Deep Multi-scale Convolutional Neural Network for Dynamic Scene Deblurring

TL;DR

This paper introduces a multi-scale CNN for dynamic scene deblurring, trained on a new realistic dataset, achieving state-of-the-art results in removing complex motion blurs caused by various sources.

Contribution

The work presents a novel multi-scale CNN architecture with a specialized loss function and a large-scale realistic dataset for dynamic scene deblurring, surpassing existing methods.

Findings

Achieves state-of-the-art deblurring performance on dynamic scenes.

Effectively handles complex, non-uniform motion blurs.
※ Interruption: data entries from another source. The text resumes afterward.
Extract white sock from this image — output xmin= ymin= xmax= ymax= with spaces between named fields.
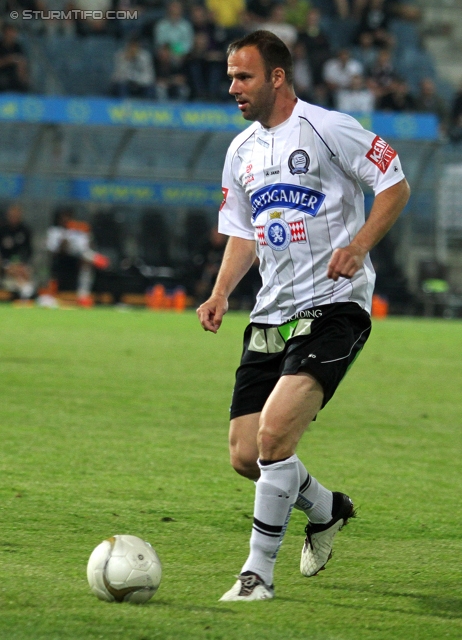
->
xmin=241 ymin=455 xmax=300 ymax=586
xmin=294 ymin=459 xmax=333 ymax=524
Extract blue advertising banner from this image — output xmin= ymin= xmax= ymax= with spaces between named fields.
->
xmin=4 ymin=173 xmax=223 ymax=206
xmin=0 ymin=95 xmax=439 ymax=139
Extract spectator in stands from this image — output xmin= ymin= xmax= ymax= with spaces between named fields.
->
xmin=71 ymin=0 xmax=115 ymax=36
xmin=354 ymin=0 xmax=395 ymax=48
xmin=285 ymin=0 xmax=312 ymax=31
xmin=205 ymin=0 xmax=247 ymax=40
xmin=376 ymin=75 xmax=417 ymax=112
xmin=292 ymin=41 xmax=313 ymax=102
xmin=0 ymin=23 xmax=29 ymax=93
xmin=336 ymin=73 xmax=375 ymax=113
xmin=186 ymin=5 xmax=225 ymax=101
xmin=262 ymin=3 xmax=298 ymax=51
xmin=155 ymin=43 xmax=190 ymax=99
xmin=351 ymin=31 xmax=379 ymax=75
xmin=246 ymin=0 xmax=277 ymax=25
xmin=42 ymin=0 xmax=76 ymax=37
xmin=115 ymin=0 xmax=167 ymax=39
xmin=415 ymin=77 xmax=449 ymax=136
xmin=314 ymin=0 xmax=351 ymax=19
xmin=323 ymin=48 xmax=364 ymax=103
xmin=449 ymin=80 xmax=462 ymax=143
xmin=111 ymin=36 xmax=156 ymax=98
xmin=0 ymin=203 xmax=34 ymax=300
xmin=154 ymin=0 xmax=194 ymax=64
xmin=297 ymin=8 xmax=331 ymax=87
xmin=367 ymin=45 xmax=395 ymax=101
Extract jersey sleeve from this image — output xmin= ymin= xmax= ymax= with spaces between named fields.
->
xmin=321 ymin=111 xmax=405 ymax=195
xmin=218 ymin=145 xmax=255 ymax=240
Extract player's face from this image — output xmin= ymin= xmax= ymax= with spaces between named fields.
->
xmin=228 ymin=46 xmax=276 ymax=126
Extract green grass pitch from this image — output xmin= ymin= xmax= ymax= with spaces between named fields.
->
xmin=0 ymin=306 xmax=461 ymax=640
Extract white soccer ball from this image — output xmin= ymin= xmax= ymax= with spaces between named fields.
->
xmin=87 ymin=534 xmax=162 ymax=603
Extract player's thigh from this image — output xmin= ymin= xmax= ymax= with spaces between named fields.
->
xmin=229 ymin=412 xmax=260 ymax=479
xmin=258 ymin=372 xmax=324 ymax=460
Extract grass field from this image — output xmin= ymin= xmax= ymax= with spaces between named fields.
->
xmin=0 ymin=306 xmax=461 ymax=640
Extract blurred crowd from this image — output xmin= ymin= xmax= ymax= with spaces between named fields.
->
xmin=1 ymin=0 xmax=462 ymax=138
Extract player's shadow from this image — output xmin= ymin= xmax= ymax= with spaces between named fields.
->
xmin=316 ymin=583 xmax=462 ymax=620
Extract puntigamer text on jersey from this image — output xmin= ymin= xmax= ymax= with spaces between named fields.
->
xmin=251 ymin=184 xmax=326 ymax=221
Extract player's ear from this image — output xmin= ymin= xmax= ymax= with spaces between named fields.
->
xmin=272 ymin=67 xmax=285 ymax=89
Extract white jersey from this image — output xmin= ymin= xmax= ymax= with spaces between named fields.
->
xmin=219 ymin=99 xmax=405 ymax=324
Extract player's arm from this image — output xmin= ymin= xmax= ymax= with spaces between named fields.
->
xmin=327 ymin=177 xmax=410 ymax=281
xmin=196 ymin=236 xmax=256 ymax=333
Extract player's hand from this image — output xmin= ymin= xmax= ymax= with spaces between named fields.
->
xmin=196 ymin=294 xmax=229 ymax=333
xmin=327 ymin=244 xmax=367 ymax=281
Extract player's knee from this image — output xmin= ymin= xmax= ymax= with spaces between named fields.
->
xmin=229 ymin=448 xmax=259 ymax=480
xmin=257 ymin=423 xmax=292 ymax=461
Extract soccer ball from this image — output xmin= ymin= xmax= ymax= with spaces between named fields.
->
xmin=87 ymin=534 xmax=162 ymax=603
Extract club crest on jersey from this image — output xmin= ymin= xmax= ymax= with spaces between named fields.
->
xmin=288 ymin=149 xmax=310 ymax=174
xmin=264 ymin=219 xmax=291 ymax=251
xmin=256 ymin=217 xmax=307 ymax=249
xmin=251 ymin=184 xmax=325 ymax=221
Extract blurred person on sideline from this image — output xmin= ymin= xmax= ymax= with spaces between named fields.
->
xmin=0 ymin=203 xmax=34 ymax=300
xmin=0 ymin=23 xmax=29 ymax=93
xmin=194 ymin=227 xmax=228 ymax=302
xmin=197 ymin=30 xmax=410 ymax=601
xmin=46 ymin=207 xmax=109 ymax=304
xmin=111 ymin=36 xmax=156 ymax=98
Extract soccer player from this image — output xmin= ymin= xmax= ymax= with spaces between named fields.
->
xmin=196 ymin=30 xmax=410 ymax=601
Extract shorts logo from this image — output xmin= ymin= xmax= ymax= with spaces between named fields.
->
xmin=220 ymin=187 xmax=228 ymax=211
xmin=288 ymin=149 xmax=310 ymax=174
xmin=366 ymin=136 xmax=397 ymax=174
xmin=256 ymin=218 xmax=307 ymax=248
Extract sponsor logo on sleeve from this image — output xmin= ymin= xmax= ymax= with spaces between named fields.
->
xmin=366 ymin=136 xmax=397 ymax=174
xmin=251 ymin=183 xmax=325 ymax=221
xmin=220 ymin=187 xmax=229 ymax=211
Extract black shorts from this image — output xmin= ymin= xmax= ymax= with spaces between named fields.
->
xmin=230 ymin=302 xmax=371 ymax=420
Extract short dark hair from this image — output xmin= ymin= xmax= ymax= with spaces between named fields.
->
xmin=227 ymin=30 xmax=294 ymax=86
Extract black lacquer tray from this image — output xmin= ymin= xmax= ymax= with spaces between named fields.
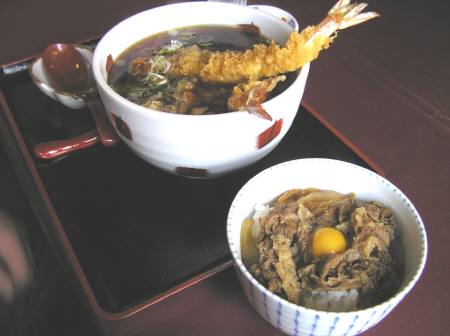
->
xmin=0 ymin=66 xmax=382 ymax=334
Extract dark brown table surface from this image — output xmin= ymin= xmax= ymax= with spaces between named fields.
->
xmin=0 ymin=0 xmax=449 ymax=335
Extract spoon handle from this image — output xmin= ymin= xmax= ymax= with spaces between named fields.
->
xmin=83 ymin=92 xmax=120 ymax=147
xmin=34 ymin=129 xmax=99 ymax=159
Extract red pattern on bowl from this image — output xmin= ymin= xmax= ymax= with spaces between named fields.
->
xmin=112 ymin=113 xmax=133 ymax=140
xmin=256 ymin=118 xmax=283 ymax=149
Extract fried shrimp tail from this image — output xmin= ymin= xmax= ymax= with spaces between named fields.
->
xmin=168 ymin=0 xmax=379 ymax=84
xmin=227 ymin=75 xmax=286 ymax=120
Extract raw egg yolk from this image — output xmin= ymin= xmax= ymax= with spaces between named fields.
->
xmin=312 ymin=227 xmax=348 ymax=258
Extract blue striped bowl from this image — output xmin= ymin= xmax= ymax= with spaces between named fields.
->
xmin=227 ymin=158 xmax=427 ymax=336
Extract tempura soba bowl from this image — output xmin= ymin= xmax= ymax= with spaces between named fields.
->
xmin=92 ymin=2 xmax=308 ymax=178
xmin=227 ymin=159 xmax=427 ymax=335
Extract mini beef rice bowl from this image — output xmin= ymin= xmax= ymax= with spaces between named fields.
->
xmin=240 ymin=188 xmax=403 ymax=312
xmin=227 ymin=158 xmax=427 ymax=336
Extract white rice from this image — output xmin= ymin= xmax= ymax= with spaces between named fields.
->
xmin=250 ymin=204 xmax=271 ymax=241
xmin=302 ymin=288 xmax=359 ymax=312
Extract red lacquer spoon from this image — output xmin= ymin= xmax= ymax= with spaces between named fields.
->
xmin=42 ymin=43 xmax=119 ymax=147
xmin=34 ymin=129 xmax=99 ymax=159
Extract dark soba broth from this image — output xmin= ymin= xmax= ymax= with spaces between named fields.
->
xmin=108 ymin=24 xmax=296 ymax=115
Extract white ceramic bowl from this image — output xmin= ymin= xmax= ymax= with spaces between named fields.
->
xmin=92 ymin=2 xmax=309 ymax=178
xmin=29 ymin=45 xmax=93 ymax=109
xmin=227 ymin=158 xmax=427 ymax=336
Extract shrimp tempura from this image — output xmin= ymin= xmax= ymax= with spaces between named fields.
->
xmin=227 ymin=75 xmax=286 ymax=120
xmin=168 ymin=0 xmax=379 ymax=84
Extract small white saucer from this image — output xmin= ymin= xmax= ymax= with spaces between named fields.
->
xmin=29 ymin=45 xmax=93 ymax=109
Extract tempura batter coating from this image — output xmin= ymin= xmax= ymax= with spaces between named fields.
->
xmin=169 ymin=27 xmax=331 ymax=83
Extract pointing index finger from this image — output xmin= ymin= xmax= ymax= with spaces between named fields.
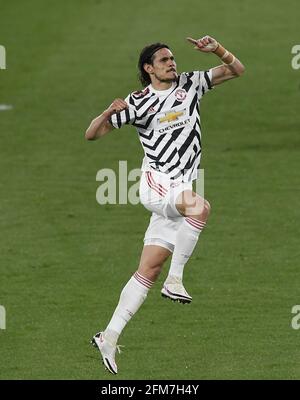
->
xmin=186 ymin=37 xmax=198 ymax=45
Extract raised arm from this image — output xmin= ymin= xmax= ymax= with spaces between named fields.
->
xmin=187 ymin=35 xmax=245 ymax=86
xmin=85 ymin=98 xmax=128 ymax=140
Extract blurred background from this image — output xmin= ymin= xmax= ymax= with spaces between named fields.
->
xmin=0 ymin=0 xmax=299 ymax=379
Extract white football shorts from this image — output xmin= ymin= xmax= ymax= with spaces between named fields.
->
xmin=139 ymin=170 xmax=192 ymax=252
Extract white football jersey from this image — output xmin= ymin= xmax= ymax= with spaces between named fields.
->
xmin=109 ymin=70 xmax=213 ymax=182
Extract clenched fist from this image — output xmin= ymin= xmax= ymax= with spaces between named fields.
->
xmin=105 ymin=98 xmax=128 ymax=117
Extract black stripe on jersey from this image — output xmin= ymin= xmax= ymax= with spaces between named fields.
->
xmin=134 ymin=103 xmax=161 ymax=129
xmin=149 ymin=160 xmax=165 ymax=168
xmin=124 ymin=108 xmax=129 ymax=123
xmin=135 ymin=95 xmax=155 ymax=111
xmin=116 ymin=112 xmax=122 ymax=128
xmin=134 ymin=113 xmax=156 ymax=130
xmin=141 ymin=133 xmax=166 ymax=150
xmin=189 ymin=93 xmax=198 ymax=115
xmin=204 ymin=71 xmax=212 ymax=90
xmin=156 ymin=126 xmax=184 ymax=158
xmin=139 ymin=129 xmax=154 ymax=140
xmin=164 ymin=147 xmax=178 ymax=164
xmin=195 ymin=117 xmax=202 ymax=147
xmin=171 ymin=99 xmax=183 ymax=108
xmin=124 ymin=108 xmax=131 ymax=124
xmin=165 ymin=154 xmax=181 ymax=174
xmin=149 ymin=148 xmax=180 ymax=171
xmin=145 ymin=126 xmax=184 ymax=162
xmin=134 ymin=122 xmax=150 ymax=130
xmin=129 ymin=95 xmax=135 ymax=106
xmin=185 ymin=145 xmax=201 ymax=170
xmin=173 ymin=149 xmax=200 ymax=181
xmin=185 ymin=148 xmax=201 ymax=181
xmin=182 ymin=73 xmax=194 ymax=93
xmin=178 ymin=123 xmax=199 ymax=157
xmin=136 ymin=99 xmax=160 ymax=120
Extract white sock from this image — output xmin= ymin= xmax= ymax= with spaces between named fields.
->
xmin=167 ymin=217 xmax=206 ymax=281
xmin=104 ymin=271 xmax=153 ymax=343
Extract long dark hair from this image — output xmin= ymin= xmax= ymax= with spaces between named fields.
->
xmin=138 ymin=43 xmax=170 ymax=87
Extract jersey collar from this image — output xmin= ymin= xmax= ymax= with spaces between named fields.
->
xmin=149 ymin=81 xmax=177 ymax=97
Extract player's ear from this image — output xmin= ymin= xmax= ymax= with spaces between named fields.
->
xmin=143 ymin=63 xmax=153 ymax=75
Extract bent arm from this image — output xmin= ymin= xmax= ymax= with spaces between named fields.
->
xmin=85 ymin=111 xmax=114 ymax=140
xmin=85 ymin=98 xmax=128 ymax=140
xmin=187 ymin=35 xmax=245 ymax=86
xmin=211 ymin=57 xmax=245 ymax=86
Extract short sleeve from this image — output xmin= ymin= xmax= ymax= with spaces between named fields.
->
xmin=197 ymin=69 xmax=213 ymax=99
xmin=108 ymin=94 xmax=137 ymax=129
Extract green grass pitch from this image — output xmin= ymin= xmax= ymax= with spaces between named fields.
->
xmin=0 ymin=0 xmax=300 ymax=380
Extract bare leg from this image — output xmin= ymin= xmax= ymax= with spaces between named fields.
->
xmin=138 ymin=245 xmax=172 ymax=282
xmin=175 ymin=190 xmax=210 ymax=221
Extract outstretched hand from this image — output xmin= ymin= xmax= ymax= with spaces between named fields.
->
xmin=186 ymin=35 xmax=218 ymax=52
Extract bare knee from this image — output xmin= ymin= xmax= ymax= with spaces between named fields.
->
xmin=194 ymin=198 xmax=210 ymax=220
xmin=185 ymin=197 xmax=211 ymax=221
xmin=137 ymin=245 xmax=171 ymax=282
xmin=176 ymin=191 xmax=211 ymax=221
xmin=138 ymin=261 xmax=163 ymax=282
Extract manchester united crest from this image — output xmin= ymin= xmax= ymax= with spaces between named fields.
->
xmin=175 ymin=88 xmax=187 ymax=101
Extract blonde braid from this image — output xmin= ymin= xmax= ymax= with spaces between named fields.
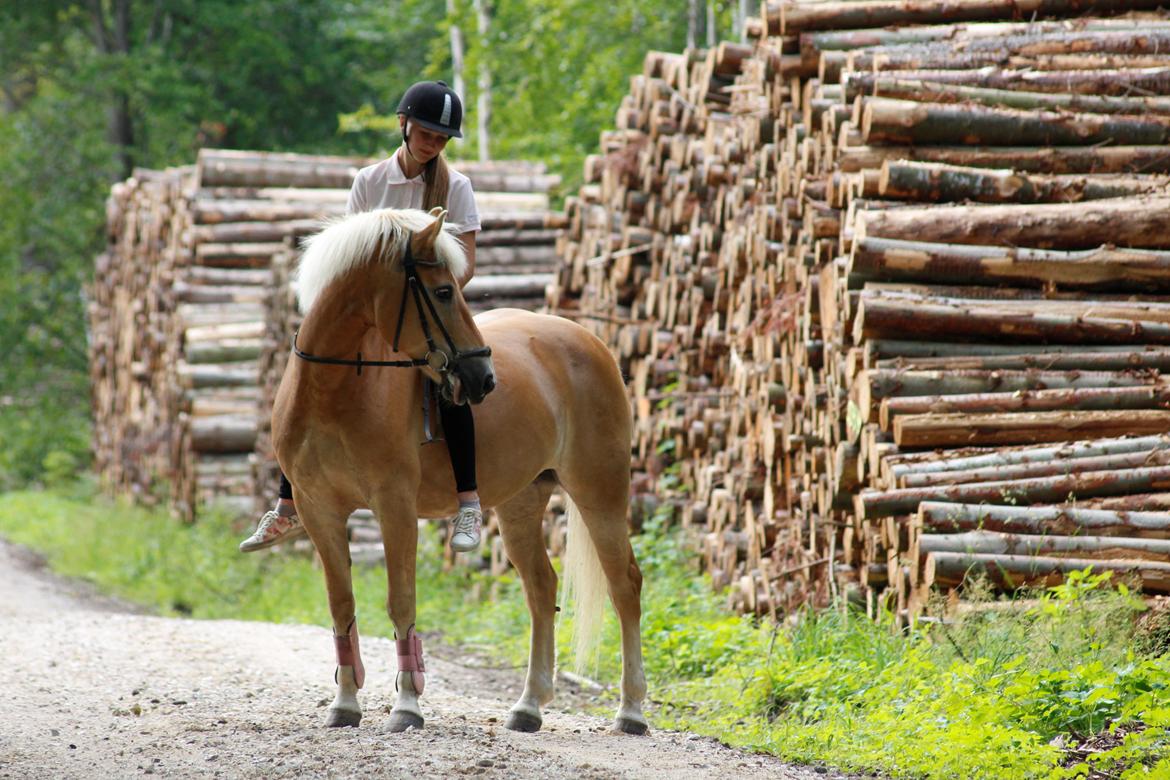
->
xmin=423 ymin=154 xmax=450 ymax=212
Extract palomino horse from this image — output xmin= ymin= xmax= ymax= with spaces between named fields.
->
xmin=271 ymin=206 xmax=648 ymax=735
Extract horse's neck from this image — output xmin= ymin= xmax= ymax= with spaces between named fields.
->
xmin=295 ymin=277 xmax=378 ymax=386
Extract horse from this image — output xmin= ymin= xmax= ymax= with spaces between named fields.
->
xmin=270 ymin=206 xmax=648 ymax=735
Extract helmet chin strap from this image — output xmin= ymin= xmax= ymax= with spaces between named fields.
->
xmin=402 ymin=120 xmax=424 ymax=165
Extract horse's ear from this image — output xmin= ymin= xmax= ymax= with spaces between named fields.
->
xmin=412 ymin=209 xmax=448 ymax=255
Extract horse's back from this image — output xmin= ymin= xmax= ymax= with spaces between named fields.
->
xmin=434 ymin=309 xmax=632 ymax=503
xmin=476 ymin=309 xmax=627 ymax=409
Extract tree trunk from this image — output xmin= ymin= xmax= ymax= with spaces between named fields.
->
xmin=772 ymin=0 xmax=1169 ymax=35
xmin=462 ymin=273 xmax=552 ymax=298
xmin=474 ymin=0 xmax=492 ymax=162
xmin=855 ymin=196 xmax=1170 ymax=250
xmin=924 ymin=551 xmax=1170 ymax=591
xmin=838 ymin=144 xmax=1170 ymax=175
xmin=807 ymin=19 xmax=1170 ymax=56
xmin=870 ymin=78 xmax=1170 ymax=116
xmin=918 ymin=501 xmax=1170 ymax=538
xmin=902 ymin=447 xmax=1170 ymax=488
xmin=877 ymin=162 xmax=1170 ymax=205
xmin=851 ymin=235 xmax=1170 ymax=290
xmin=920 ymin=530 xmax=1170 ymax=560
xmin=861 ymin=98 xmax=1170 ymax=147
xmin=844 ymin=66 xmax=1170 ymax=98
xmin=687 ymin=0 xmax=698 ymax=49
xmin=854 ymin=293 xmax=1170 ymax=345
xmin=894 ymin=409 xmax=1170 ymax=448
xmin=860 ymin=366 xmax=1163 ymax=416
xmin=446 ymin=0 xmax=466 ymax=105
xmin=876 ymin=348 xmax=1170 ymax=373
xmin=857 ymin=464 xmax=1170 ymax=519
xmin=881 ymin=386 xmax=1170 ymax=431
xmin=190 ymin=415 xmax=258 ymax=453
xmin=886 ymin=434 xmax=1170 ymax=483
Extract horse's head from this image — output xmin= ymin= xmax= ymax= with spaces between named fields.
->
xmin=376 ymin=208 xmax=496 ymax=405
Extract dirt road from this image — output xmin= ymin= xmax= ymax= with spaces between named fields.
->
xmin=0 ymin=539 xmax=856 ymax=779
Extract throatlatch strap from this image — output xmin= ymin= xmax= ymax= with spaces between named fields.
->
xmin=335 ymin=618 xmax=365 ymax=690
xmin=396 ymin=625 xmax=426 ymax=695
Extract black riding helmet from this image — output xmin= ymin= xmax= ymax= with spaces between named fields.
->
xmin=397 ymin=80 xmax=463 ymax=138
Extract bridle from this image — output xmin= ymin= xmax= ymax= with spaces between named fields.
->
xmin=292 ymin=231 xmax=492 ymax=377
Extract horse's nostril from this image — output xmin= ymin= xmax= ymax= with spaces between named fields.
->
xmin=483 ymin=374 xmax=496 ymax=394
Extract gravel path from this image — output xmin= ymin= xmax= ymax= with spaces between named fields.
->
xmin=0 ymin=539 xmax=860 ymax=779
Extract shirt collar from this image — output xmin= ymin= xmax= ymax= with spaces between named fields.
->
xmin=387 ymin=147 xmax=425 ymax=185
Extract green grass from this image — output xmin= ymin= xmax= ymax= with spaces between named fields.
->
xmin=2 ymin=485 xmax=1169 ymax=779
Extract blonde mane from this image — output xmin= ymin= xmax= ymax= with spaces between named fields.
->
xmin=295 ymin=208 xmax=468 ymax=314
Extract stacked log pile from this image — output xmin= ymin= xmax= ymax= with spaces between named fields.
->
xmin=551 ymin=0 xmax=1170 ymax=618
xmin=90 ymin=149 xmax=563 ymax=521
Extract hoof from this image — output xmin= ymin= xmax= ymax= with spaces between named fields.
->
xmin=505 ymin=709 xmax=543 ymax=733
xmin=387 ymin=709 xmax=425 ymax=733
xmin=613 ymin=716 xmax=649 ymax=735
xmin=325 ymin=707 xmax=362 ymax=728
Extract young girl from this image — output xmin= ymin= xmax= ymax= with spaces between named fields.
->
xmin=239 ymin=80 xmax=485 ymax=554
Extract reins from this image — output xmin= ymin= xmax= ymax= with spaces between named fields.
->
xmin=292 ymin=228 xmax=491 ymax=376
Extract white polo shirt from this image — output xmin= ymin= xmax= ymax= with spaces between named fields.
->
xmin=346 ymin=148 xmax=481 ymax=235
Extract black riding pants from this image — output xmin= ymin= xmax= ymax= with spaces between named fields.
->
xmin=276 ymin=401 xmax=477 ymax=499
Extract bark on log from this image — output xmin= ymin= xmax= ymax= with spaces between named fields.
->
xmin=805 ymin=19 xmax=1170 ymax=57
xmin=868 ymin=340 xmax=1170 ymax=362
xmin=462 ymin=274 xmax=552 ymax=299
xmin=877 ymin=161 xmax=1170 ymax=205
xmin=189 ymin=415 xmax=259 ymax=453
xmin=894 ymin=409 xmax=1170 ymax=448
xmin=854 ymin=293 xmax=1170 ymax=345
xmin=902 ymin=447 xmax=1170 ymax=488
xmin=177 ymin=362 xmax=258 ymax=389
xmin=857 ymin=463 xmax=1170 ymax=519
xmin=881 ymin=386 xmax=1170 ymax=431
xmin=185 ymin=338 xmax=264 ymax=364
xmin=844 ymin=67 xmax=1170 ymax=98
xmin=861 ymin=367 xmax=1161 ymax=414
xmin=918 ymin=500 xmax=1170 ymax=538
xmin=877 ymin=348 xmax=1170 ymax=373
xmin=774 ymin=0 xmax=1169 ymax=34
xmin=924 ymin=551 xmax=1170 ymax=591
xmin=861 ymin=98 xmax=1170 ymax=147
xmin=851 ymin=236 xmax=1170 ymax=290
xmin=920 ymin=530 xmax=1170 ymax=560
xmin=856 ymin=196 xmax=1170 ymax=250
xmin=838 ymin=144 xmax=1170 ymax=175
xmin=869 ymin=78 xmax=1170 ymax=116
xmin=886 ymin=434 xmax=1170 ymax=481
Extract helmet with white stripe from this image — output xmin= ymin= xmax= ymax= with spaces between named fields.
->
xmin=396 ymin=80 xmax=463 ymax=138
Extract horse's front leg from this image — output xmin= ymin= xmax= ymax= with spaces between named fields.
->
xmin=376 ymin=497 xmax=426 ymax=733
xmin=296 ymin=495 xmax=364 ymax=727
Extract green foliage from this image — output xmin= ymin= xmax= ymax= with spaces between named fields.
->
xmin=4 ymin=486 xmax=1168 ymax=779
xmin=1 ymin=1 xmax=736 ymax=487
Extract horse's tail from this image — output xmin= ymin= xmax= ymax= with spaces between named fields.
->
xmin=559 ymin=495 xmax=608 ymax=674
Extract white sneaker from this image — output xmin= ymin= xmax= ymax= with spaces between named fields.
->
xmin=239 ymin=509 xmax=307 ymax=552
xmin=449 ymin=506 xmax=483 ymax=552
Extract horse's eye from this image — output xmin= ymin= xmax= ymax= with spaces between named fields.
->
xmin=435 ymin=285 xmax=454 ymax=301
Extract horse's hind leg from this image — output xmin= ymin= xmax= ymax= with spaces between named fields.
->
xmin=560 ymin=478 xmax=649 ymax=735
xmin=496 ymin=477 xmax=558 ymax=732
xmin=297 ymin=497 xmax=364 ymax=727
xmin=585 ymin=507 xmax=648 ymax=734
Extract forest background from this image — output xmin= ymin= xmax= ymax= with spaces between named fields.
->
xmin=0 ymin=0 xmax=746 ymax=488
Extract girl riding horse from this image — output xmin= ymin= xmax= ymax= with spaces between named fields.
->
xmin=240 ymin=80 xmax=485 ymax=555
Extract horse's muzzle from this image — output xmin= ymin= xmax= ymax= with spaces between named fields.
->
xmin=453 ymin=355 xmax=496 ymax=405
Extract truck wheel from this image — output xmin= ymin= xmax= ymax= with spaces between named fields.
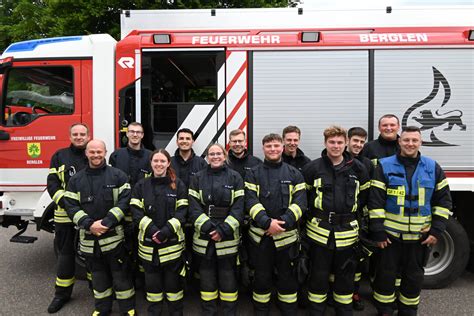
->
xmin=423 ymin=217 xmax=470 ymax=289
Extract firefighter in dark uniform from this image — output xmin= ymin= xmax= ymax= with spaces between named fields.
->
xmin=189 ymin=143 xmax=244 ymax=316
xmin=47 ymin=123 xmax=90 ymax=313
xmin=346 ymin=127 xmax=374 ymax=311
xmin=361 ymin=114 xmax=400 ymax=166
xmin=302 ymin=126 xmax=370 ymax=316
xmin=227 ymin=128 xmax=262 ymax=179
xmin=171 ymin=128 xmax=207 ymax=188
xmin=369 ymin=126 xmax=452 ymax=316
xmin=130 ymin=149 xmax=188 ymax=315
xmin=109 ymin=122 xmax=152 ymax=187
xmin=64 ymin=139 xmax=136 ymax=316
xmin=245 ymin=133 xmax=307 ymax=316
xmin=109 ymin=122 xmax=152 ymax=286
xmin=281 ymin=125 xmax=311 ymax=172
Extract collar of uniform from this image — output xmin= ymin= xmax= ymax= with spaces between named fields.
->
xmin=174 ymin=148 xmax=196 ymax=164
xmin=283 ymin=147 xmax=305 ymax=160
xmin=263 ymin=159 xmax=282 ymax=168
xmin=85 ymin=161 xmax=107 ymax=174
xmin=151 ymin=175 xmax=171 ymax=185
xmin=127 ymin=145 xmax=144 ymax=157
xmin=207 ymin=164 xmax=226 ymax=174
xmin=321 ymin=149 xmax=353 ymax=169
xmin=70 ymin=143 xmax=86 ymax=155
xmin=228 ymin=149 xmax=248 ymax=161
xmin=377 ymin=134 xmax=399 ymax=146
xmin=397 ymin=152 xmax=420 ymax=167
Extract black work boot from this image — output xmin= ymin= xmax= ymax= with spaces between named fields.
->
xmin=47 ymin=297 xmax=70 ymax=313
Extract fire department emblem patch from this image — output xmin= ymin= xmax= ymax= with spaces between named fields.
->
xmin=27 ymin=143 xmax=41 ymax=158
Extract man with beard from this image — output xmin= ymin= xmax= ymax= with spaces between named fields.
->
xmin=227 ymin=129 xmax=262 ymax=178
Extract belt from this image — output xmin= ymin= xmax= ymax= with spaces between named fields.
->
xmin=207 ymin=205 xmax=229 ymax=219
xmin=311 ymin=210 xmax=355 ymax=225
Demonstrates superior qualitative and quantitative results.

Abstract

Non-uniform blind deblurring for general dynamic scenes is a challenging computer vision problem as blurs arise not only from multiple object motions but also from camera shake, scene depth variation. To remove these complicated motion blurs, conventional energy optimization based methods rely on simple assumptions such that blur kernel is partially uniform or locally linear. Moreover, recent machine learning based methods also depend on synthetic blur datasets generated under these assumptions. This makes conventional deblurring methods fail to remove blurs where blur kernel is difficult to approximate or parameterize (e.g. object motion boundaries). In this work, we propose a multi-scale convolutional neural network that restores sharp images in an end-to-end manner where blur is caused by various sources. Together, we present multi-scale loss function that mimics conventional coarse-to-fine approaches. Furthermore, we propose a new large-scale dataset that provides pairs of realistic blurry image and the corresponding ground truth sharp image that are obtained by a high-speed camera. With the proposed model trained on this dataset, we demonstrate empirically that our method achieves the state-of-the-art performance in dynamic scene deblurring not only qualitatively, but also quantitatively.